When Will White House Blame Themselves For Unemployment?
Speaking at a town hall meeting on Friday at Charlotte, North Carolina President Barack Obama claimed, “We are beginning to turn the corner.” He touted the Labor Department reporting that businesses have added 162,000 jobs in March. This is another example of how White House uses deception to paint rosy pictures.
According to the Labor Department report, it had been three years since so many jobs were added in one month. The problem is that a large percentage of the gains reported were due to the hire of seasonal census workers by the federal government, which should not have been accounted in this reporting, since these workers will soon be laid off.
Since the latter part of 2007, more than 8.4 million jobs have been lost. At the current time, nearly 11 million people are drawing unemployment insurance benefits. Director of the National Economic Council Lawrence Summers was at one time boasting jobless recovery. Only later did the White House change its tone under adverse criticism.

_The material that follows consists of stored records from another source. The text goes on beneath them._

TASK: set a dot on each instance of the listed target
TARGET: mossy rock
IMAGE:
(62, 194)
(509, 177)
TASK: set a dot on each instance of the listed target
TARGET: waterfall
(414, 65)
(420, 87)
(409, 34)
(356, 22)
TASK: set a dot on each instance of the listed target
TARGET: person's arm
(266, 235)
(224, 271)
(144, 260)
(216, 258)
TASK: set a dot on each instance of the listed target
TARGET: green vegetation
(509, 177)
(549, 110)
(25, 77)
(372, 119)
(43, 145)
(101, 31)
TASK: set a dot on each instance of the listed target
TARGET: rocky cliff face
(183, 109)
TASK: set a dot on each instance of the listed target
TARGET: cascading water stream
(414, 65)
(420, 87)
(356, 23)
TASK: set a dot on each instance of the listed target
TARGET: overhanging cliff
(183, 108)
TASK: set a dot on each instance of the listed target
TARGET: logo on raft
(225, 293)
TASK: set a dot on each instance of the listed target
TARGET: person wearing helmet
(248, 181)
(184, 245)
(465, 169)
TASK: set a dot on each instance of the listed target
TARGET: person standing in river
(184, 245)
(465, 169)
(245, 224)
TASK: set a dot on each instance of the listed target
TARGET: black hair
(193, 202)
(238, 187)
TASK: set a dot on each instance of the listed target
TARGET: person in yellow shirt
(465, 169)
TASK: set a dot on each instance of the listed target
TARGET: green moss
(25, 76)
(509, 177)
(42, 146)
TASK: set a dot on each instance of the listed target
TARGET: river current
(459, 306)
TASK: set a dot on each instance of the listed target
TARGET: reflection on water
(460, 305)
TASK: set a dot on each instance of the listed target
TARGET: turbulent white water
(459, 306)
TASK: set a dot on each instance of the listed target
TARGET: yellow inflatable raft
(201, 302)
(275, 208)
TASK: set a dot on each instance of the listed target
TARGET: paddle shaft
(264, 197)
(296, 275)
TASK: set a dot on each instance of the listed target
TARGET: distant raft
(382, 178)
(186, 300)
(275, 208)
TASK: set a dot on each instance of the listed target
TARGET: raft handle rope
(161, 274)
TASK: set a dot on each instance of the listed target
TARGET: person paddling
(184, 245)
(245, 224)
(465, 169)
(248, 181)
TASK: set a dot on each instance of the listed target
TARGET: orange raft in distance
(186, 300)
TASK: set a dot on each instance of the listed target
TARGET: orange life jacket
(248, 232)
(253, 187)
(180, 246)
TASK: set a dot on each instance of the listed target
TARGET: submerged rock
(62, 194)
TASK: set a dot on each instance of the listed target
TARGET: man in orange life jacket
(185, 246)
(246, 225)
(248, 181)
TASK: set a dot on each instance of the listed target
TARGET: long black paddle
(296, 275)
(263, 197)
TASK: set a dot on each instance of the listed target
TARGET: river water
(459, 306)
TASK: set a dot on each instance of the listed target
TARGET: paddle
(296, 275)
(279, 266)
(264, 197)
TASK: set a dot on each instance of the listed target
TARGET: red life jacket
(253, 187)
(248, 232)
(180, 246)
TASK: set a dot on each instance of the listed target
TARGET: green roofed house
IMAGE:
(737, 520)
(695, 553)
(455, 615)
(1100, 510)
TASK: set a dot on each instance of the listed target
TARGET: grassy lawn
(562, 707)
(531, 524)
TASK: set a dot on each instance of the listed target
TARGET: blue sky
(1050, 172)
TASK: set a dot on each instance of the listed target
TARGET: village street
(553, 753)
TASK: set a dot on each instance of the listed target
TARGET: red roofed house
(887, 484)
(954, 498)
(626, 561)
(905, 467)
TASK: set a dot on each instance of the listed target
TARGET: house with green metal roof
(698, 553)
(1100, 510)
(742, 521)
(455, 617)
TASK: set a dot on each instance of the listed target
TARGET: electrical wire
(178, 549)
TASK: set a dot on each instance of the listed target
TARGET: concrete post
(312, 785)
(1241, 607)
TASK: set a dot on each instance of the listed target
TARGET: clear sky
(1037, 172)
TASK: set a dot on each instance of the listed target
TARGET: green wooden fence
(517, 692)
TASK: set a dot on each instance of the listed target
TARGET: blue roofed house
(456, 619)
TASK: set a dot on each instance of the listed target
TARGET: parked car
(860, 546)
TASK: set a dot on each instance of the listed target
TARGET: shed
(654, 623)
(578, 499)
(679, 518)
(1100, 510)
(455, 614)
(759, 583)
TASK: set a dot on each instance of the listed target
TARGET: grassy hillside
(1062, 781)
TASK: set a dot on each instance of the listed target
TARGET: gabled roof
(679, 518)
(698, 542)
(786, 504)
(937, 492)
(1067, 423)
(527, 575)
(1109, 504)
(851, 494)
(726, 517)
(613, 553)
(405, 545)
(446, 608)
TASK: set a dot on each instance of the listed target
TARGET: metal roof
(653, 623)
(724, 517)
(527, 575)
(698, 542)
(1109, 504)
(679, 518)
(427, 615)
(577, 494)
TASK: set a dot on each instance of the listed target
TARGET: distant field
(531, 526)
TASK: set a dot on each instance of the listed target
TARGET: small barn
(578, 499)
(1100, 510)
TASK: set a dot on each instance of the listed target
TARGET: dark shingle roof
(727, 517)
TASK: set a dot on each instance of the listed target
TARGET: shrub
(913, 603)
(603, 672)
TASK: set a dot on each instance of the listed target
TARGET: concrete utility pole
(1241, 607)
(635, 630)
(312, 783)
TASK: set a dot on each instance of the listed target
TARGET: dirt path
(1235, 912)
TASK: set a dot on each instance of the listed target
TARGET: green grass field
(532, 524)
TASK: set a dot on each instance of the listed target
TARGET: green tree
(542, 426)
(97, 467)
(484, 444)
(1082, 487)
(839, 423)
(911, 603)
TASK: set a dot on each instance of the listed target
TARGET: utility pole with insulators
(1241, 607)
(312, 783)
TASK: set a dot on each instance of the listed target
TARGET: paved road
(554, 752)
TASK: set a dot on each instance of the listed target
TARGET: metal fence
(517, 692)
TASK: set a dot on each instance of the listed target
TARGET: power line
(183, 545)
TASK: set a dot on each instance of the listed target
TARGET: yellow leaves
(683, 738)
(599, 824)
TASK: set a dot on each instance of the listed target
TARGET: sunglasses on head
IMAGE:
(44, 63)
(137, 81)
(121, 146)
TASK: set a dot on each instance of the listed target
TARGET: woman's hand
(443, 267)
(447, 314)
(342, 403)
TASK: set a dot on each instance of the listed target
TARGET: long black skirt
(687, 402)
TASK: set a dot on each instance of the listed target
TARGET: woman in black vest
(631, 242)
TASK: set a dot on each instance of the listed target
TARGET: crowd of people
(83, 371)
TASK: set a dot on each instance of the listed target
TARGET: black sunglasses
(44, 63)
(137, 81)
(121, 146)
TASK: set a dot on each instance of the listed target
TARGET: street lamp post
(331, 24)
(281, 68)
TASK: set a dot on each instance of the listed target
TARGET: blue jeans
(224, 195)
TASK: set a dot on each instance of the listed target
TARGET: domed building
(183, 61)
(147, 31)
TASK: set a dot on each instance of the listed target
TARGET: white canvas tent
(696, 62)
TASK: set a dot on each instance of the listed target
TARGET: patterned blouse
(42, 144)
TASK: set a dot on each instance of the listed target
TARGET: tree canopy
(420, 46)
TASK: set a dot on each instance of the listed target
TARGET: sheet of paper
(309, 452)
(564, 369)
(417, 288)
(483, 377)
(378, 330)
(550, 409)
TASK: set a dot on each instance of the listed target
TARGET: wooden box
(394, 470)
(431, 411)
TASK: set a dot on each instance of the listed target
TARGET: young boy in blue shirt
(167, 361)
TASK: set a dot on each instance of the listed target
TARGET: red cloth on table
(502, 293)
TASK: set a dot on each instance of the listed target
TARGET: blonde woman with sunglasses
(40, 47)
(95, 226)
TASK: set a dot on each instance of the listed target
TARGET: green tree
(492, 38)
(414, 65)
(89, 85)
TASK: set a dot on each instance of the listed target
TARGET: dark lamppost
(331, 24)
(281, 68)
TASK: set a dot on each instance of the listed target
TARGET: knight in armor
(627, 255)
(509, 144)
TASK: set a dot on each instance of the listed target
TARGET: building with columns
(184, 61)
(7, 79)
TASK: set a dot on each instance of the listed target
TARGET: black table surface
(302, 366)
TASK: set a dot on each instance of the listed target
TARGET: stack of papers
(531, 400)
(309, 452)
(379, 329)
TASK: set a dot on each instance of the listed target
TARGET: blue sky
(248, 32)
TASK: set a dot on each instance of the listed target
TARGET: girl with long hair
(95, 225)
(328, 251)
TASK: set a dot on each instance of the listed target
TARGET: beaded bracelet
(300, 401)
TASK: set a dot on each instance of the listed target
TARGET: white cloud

Christine Romer, head of the White House Council of Economic Advisers, admitted that the consumers still face “a lot of head winds” from the financial crisis. She blamed it on debt and credit difficulties, which are slowing down job growth.
Treasury secretary Timothy Geithner said last week that the administration wants to get the jobless rate back to around five percent; however, the process would be slow. Summers blamed it on the previous administration, asserting, “We’ve inherited a terrible situation, the most pressing economic problems since the Great Depression in our country.”
No body denies Summers’ assertion; nonetheless, it may be the time to assess what actions the current administration has taken to slow down the runway train of government expenditures to bring the fiscal house in order.
Blaming it on Bush can only go so far. At some point the Obama administration has to own up to its own actions. The question is when.